Endoscopic techniques such as the endoscopic forehead approach allow good exposure of cranially located cysts while placing the incisions well camouflaged in the scalp. Drawbacks of this technique include wide undermining of the forehead and the risk of injury to neurovascular structures [19].

When an intracranial extension is present, a combined approach with a craniotomy may be required. Recently, less invasive techniques such as the transorbital neuroendoscopic approach (TONES) have been described with the orbital cavity serving as a corridor to the anterior skull base [20, 21].

The primary concern in the case presented here was a complete surgical excision given the high recurrence rates reported when the cyst capsule is disrupted [15]. In spite of the cosmetic advantages of the endoscopic forehead or rhinoplasty approaches [4, 8, 18], such procedures usually entail risks of general anaesthesia and higher costs and may be more time consuming. Nonetheless, it may be preferable to some patients when given the option. Using local anaesthesia and basic soft tissue techniques we were able to perform complete surgical excision. With the skin incision placed within the RSTL and the use of everting suture technique the cosmetic result (Figure 4) was considered acceptable by the patient [22].

4. Conclusion

In conclusion epidermoid cysts or dermoids are rare but important differential diagnoses in a patient with a congenital nasofrontal mass. For radiological imaging a MRI scan is recommended in children or if the CT scan raises suspicion of an intracranial extension. Most authors would recommend both for assessing intracranial extension and planning the surgical approach. Surgery is the treatment of choice although not always necessary, especially if there is no history of infections, suspected malignancy, or evidence of intracranial extent.
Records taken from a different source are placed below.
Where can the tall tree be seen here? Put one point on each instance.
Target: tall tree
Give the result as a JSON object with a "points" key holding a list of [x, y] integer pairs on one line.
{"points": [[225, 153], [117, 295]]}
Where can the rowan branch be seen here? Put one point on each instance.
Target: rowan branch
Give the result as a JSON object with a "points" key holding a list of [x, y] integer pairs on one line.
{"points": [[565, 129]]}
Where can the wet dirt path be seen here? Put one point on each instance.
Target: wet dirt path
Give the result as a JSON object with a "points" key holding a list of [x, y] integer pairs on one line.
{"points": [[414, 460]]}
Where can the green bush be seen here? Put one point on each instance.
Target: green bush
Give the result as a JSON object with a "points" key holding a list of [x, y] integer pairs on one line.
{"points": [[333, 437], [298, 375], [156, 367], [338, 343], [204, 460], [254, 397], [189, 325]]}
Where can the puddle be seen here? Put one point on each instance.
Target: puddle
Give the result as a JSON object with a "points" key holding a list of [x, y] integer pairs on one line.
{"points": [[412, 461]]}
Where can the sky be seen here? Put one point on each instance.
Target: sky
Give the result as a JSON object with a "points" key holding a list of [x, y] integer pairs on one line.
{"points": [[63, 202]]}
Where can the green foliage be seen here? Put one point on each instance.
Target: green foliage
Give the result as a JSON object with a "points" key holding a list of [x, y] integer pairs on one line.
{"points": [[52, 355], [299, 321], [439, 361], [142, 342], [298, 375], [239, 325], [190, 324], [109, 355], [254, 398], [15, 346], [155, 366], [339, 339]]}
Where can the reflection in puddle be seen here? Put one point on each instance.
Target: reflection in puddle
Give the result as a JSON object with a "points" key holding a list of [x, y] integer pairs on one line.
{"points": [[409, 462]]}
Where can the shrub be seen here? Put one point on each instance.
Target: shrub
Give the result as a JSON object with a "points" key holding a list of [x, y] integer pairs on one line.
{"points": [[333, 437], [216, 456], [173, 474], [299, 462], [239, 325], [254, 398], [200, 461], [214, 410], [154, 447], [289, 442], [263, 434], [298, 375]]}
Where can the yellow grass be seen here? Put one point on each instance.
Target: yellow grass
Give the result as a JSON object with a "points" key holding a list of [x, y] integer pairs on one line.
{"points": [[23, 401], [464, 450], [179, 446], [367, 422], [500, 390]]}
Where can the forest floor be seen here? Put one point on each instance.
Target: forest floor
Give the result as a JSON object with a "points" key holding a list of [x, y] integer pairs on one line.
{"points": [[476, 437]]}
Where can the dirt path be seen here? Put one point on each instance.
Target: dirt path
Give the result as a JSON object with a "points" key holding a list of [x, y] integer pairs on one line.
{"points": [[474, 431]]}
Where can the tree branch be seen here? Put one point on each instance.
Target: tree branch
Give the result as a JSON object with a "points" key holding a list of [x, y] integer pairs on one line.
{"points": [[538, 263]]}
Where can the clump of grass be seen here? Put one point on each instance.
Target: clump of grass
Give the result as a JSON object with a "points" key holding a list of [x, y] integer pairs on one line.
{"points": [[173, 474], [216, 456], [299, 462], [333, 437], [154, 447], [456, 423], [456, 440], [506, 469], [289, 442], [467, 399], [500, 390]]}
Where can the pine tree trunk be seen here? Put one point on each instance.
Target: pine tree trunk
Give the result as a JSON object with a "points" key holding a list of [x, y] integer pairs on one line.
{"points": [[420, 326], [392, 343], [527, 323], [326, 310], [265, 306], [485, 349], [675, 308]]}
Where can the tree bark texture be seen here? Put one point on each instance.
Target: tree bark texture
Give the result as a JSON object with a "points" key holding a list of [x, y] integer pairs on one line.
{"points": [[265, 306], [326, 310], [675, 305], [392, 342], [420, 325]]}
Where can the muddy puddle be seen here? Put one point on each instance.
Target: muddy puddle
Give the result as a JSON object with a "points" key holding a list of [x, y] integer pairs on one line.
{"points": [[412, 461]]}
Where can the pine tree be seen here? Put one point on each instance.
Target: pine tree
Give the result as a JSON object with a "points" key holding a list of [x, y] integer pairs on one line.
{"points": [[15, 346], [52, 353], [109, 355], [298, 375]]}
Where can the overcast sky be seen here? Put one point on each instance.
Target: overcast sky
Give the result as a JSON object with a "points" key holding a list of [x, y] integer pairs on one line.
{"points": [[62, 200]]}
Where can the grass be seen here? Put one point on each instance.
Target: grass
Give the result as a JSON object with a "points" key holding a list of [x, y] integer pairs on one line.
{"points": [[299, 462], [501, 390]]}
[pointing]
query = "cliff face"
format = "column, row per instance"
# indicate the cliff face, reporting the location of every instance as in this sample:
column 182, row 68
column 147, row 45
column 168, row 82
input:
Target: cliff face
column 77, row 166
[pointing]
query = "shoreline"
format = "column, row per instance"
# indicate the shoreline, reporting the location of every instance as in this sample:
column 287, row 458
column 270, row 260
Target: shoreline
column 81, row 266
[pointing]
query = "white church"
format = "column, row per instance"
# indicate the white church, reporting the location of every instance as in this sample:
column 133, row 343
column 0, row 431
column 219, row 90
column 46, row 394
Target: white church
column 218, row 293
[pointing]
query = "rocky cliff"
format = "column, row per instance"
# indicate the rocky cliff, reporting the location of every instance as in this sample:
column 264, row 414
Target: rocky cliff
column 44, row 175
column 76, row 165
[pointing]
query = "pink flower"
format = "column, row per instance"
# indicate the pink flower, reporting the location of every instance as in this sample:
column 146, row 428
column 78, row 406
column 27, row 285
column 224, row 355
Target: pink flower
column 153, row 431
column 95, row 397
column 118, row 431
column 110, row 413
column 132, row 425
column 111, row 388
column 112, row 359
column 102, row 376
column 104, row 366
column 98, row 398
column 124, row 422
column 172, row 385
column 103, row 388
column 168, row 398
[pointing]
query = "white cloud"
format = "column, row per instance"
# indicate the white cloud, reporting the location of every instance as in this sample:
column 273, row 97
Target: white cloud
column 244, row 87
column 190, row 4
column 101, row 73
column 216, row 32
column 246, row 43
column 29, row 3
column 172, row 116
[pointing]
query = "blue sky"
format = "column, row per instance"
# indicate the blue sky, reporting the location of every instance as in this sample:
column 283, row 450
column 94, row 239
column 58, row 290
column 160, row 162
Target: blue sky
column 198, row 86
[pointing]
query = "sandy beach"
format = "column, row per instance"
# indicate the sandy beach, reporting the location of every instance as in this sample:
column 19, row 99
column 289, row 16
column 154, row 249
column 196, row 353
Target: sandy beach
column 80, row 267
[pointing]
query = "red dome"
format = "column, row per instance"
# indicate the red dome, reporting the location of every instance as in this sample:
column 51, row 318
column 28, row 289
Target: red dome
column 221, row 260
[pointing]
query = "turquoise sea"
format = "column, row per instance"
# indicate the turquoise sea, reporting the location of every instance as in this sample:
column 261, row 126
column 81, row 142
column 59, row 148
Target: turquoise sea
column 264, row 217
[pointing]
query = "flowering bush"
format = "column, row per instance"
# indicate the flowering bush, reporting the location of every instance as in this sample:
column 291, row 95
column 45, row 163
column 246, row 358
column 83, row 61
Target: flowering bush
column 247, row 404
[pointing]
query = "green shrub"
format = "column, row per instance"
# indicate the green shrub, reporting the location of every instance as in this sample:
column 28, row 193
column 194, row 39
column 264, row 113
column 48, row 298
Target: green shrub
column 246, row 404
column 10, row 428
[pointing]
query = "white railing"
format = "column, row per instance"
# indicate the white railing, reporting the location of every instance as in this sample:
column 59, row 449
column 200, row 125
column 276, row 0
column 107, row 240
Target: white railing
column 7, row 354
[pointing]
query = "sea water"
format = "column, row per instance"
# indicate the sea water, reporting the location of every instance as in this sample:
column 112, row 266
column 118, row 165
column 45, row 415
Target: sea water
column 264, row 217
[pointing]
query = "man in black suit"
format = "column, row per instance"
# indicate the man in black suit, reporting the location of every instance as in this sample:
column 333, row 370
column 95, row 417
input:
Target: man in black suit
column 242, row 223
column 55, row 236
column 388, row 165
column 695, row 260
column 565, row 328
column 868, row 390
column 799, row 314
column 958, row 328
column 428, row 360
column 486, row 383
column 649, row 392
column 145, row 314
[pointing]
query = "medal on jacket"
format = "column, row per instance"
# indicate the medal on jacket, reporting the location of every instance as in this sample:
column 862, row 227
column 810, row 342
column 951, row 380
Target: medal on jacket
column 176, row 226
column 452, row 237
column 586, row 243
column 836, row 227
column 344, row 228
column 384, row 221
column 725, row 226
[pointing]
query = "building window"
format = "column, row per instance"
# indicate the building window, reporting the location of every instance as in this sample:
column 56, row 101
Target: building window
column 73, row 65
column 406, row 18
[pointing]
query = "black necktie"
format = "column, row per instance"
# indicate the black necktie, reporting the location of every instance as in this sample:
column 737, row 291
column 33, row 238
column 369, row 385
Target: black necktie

Recent articles advocate endoscopic approaches for superior cosmetic outcome. However, they do not appear to have gained wide popularity. We demonstrate that the external approach resulted in minimal scarring while offering superior exposure and a safe removal of the mass.

Conflict of Interests

The authors declare that they have no conflict of interests regarding the publication of this paper.